Scholen zijn verplicht om een schooladvies af te geven voor alle leerlingen in het laatste schooljaar van het primair onderwijs. Dat is leidend voor de toelating in het voortgezet onderwijs.
De Cito-score ligt tussen de 500 en de 550. Het merendeel van de kinderen gaan naar het vmbo, het voorbereidend middelbaar beroepsonderwijs. Voor het vmbo geldt een score van tussen de 501 en 535.
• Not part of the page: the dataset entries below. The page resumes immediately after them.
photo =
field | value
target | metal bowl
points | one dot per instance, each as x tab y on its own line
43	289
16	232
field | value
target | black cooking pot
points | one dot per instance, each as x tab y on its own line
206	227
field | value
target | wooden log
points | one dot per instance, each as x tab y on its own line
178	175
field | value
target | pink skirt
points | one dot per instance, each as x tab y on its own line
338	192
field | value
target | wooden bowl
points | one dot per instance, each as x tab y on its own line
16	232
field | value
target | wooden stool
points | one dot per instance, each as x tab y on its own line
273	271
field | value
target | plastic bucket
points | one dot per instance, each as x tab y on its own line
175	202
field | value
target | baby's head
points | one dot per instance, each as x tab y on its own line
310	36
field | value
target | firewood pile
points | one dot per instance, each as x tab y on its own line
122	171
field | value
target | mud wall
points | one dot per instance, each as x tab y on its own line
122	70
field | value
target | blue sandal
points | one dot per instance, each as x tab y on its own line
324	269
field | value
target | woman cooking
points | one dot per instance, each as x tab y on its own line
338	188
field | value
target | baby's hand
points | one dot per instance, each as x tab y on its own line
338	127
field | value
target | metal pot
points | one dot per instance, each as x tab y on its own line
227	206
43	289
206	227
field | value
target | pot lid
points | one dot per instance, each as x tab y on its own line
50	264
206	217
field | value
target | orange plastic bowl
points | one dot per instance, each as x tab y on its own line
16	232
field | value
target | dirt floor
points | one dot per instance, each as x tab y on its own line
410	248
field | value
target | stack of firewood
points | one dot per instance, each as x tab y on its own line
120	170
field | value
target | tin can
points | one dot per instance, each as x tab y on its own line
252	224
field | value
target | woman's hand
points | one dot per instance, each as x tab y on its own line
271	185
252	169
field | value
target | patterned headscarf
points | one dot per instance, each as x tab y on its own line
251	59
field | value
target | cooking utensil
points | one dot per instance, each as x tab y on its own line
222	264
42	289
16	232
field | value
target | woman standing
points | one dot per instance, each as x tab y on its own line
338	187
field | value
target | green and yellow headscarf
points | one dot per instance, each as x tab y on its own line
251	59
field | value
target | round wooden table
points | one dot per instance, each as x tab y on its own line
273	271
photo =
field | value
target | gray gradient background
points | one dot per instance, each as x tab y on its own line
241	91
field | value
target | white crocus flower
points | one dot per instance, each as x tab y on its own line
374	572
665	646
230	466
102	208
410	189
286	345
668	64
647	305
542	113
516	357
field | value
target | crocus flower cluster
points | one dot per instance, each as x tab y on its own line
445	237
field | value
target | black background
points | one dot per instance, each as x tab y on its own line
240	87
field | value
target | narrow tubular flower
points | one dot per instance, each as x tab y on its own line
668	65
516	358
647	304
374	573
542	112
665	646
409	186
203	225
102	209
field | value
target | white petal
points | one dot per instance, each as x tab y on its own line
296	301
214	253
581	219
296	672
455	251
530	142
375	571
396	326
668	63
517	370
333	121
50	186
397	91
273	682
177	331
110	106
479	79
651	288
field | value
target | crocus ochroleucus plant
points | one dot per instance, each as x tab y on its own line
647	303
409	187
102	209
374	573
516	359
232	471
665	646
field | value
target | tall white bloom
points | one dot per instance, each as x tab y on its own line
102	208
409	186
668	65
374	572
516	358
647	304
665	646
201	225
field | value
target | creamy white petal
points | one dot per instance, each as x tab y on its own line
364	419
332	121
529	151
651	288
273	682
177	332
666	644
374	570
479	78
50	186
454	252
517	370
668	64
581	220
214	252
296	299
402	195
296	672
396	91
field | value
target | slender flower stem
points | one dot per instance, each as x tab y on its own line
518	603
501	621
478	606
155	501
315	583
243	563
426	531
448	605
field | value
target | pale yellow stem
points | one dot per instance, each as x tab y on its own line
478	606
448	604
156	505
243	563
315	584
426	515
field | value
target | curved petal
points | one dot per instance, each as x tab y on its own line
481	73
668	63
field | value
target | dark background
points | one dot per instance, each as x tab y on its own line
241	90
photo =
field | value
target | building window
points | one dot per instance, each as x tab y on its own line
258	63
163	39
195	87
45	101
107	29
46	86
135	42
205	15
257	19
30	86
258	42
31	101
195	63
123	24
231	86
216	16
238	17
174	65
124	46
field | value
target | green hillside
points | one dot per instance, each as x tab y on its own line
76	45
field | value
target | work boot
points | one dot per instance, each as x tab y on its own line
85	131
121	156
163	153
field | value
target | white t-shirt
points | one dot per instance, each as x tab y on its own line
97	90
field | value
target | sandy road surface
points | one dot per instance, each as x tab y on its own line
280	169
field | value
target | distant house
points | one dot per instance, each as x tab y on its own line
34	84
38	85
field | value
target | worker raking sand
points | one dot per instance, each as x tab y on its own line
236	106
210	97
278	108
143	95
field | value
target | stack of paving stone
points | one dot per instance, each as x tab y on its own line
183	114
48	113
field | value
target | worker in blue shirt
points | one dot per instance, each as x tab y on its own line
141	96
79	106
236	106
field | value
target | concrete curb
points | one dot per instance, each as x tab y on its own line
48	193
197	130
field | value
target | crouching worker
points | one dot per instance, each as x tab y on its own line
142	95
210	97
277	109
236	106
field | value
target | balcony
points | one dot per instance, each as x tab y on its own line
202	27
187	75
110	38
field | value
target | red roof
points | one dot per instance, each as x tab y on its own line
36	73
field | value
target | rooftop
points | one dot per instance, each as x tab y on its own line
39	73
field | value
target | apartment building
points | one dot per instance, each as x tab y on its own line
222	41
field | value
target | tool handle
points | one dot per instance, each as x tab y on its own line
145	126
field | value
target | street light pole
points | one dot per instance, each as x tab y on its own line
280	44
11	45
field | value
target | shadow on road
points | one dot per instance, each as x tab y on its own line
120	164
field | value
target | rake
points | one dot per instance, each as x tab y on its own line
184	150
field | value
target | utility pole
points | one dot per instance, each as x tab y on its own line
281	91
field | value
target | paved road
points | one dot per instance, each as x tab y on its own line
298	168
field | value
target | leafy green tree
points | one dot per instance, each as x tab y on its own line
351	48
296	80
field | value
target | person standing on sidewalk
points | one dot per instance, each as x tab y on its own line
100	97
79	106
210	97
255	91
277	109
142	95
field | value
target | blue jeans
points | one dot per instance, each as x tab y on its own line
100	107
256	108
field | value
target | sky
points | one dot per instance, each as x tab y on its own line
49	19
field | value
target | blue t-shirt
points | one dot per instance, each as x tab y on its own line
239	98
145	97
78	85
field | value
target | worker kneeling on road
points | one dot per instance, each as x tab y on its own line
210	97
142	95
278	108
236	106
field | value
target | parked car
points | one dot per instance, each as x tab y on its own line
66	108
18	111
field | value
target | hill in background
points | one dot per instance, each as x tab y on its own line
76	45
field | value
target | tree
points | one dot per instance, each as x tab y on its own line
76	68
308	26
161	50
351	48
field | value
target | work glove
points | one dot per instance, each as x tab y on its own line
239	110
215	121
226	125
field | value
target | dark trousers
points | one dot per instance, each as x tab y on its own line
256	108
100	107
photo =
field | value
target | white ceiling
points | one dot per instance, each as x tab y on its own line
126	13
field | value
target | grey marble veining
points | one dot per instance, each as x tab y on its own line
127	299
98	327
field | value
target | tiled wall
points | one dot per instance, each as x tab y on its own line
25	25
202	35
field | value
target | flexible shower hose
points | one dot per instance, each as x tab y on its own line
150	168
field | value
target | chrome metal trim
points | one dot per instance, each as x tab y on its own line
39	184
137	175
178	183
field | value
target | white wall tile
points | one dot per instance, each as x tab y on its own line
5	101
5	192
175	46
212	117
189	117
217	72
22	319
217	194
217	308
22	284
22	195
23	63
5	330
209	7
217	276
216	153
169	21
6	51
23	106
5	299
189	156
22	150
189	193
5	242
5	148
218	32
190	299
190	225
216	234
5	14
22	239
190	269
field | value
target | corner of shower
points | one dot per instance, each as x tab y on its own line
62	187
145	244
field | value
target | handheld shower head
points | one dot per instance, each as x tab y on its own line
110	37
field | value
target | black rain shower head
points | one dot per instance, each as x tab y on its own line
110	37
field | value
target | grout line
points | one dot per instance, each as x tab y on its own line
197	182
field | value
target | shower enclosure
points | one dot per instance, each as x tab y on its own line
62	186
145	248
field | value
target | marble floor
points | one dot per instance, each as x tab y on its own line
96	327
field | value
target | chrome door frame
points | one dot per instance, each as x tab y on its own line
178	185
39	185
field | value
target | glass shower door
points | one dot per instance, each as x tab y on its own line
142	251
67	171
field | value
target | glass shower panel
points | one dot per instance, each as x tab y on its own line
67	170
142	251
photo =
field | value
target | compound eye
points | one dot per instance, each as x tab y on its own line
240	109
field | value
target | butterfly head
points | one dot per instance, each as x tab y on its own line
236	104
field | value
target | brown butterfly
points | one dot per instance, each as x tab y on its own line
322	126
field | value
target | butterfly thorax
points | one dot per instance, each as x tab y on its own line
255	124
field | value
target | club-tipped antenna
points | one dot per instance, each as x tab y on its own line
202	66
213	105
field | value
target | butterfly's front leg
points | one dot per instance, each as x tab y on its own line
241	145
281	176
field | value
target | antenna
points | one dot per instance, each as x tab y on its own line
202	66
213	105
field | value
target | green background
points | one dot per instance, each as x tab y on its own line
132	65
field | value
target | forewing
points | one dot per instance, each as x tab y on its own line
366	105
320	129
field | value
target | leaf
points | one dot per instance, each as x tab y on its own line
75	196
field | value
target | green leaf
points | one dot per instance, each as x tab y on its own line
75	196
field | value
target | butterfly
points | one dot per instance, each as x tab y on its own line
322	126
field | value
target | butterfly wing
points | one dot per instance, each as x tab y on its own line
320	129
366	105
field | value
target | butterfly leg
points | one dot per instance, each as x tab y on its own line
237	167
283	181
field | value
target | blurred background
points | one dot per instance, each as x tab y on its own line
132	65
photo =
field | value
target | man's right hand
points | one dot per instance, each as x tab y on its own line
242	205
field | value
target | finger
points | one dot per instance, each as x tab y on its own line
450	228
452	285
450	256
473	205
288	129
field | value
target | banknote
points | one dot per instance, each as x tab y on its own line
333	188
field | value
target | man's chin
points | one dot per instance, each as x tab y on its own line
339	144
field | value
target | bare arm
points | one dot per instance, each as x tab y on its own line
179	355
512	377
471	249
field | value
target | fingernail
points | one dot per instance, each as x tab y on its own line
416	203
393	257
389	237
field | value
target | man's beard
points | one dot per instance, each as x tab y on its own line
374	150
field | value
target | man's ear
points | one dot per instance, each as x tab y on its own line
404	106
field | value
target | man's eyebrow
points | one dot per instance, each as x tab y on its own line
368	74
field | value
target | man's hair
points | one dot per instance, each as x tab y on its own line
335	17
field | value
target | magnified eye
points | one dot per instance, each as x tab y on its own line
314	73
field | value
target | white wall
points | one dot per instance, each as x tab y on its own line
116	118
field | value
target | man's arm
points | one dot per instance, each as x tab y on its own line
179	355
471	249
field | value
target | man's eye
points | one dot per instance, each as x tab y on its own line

Natuurlijk zijn daarbij uitzonderingen, maar over het algemeen heeft een kind op het VWO bijvoorbeeld een gemiddeld IQ van minimaal 116. Voor een leerling op het Havo is het gemiddeld IQ minimaal 107.
Van de bevolking heeft 2,5 procent een IQ van boven de 130 (ter vergelijking: het gemiddelde IQ van een havo-leerling bedraagt 103.8, voor een vwo-leerling 115).
De verschillen tussen havo en vwo in moeilijkheidsgraad zitten vooral in de lesstof, de denkwijze en de werkdruk. De lesstof op het vwo is uitgebreider dan bij een havo opleiding. De leerling moet dus over een bredere kennis kunnen beschikken tegen de tijd dat de eindexamens worden afgenomen.
Niet genoeg kennis van specifieke begrippen gebruikt bij begrijpend lezen. Overschatting eigen geheugen. Hoofdzaken/bijzaken onderscheiden is moeilijk. Tussen de regels door lezen is moeilijk.
Niveau 1S / 2F (streefniveau)
Kan teksten lezen over alledaagse onder- werpen, onderwerpen die aansluiten bij de leefwereld van de lezer en over onder- werpen die verder van de lezer afstaan.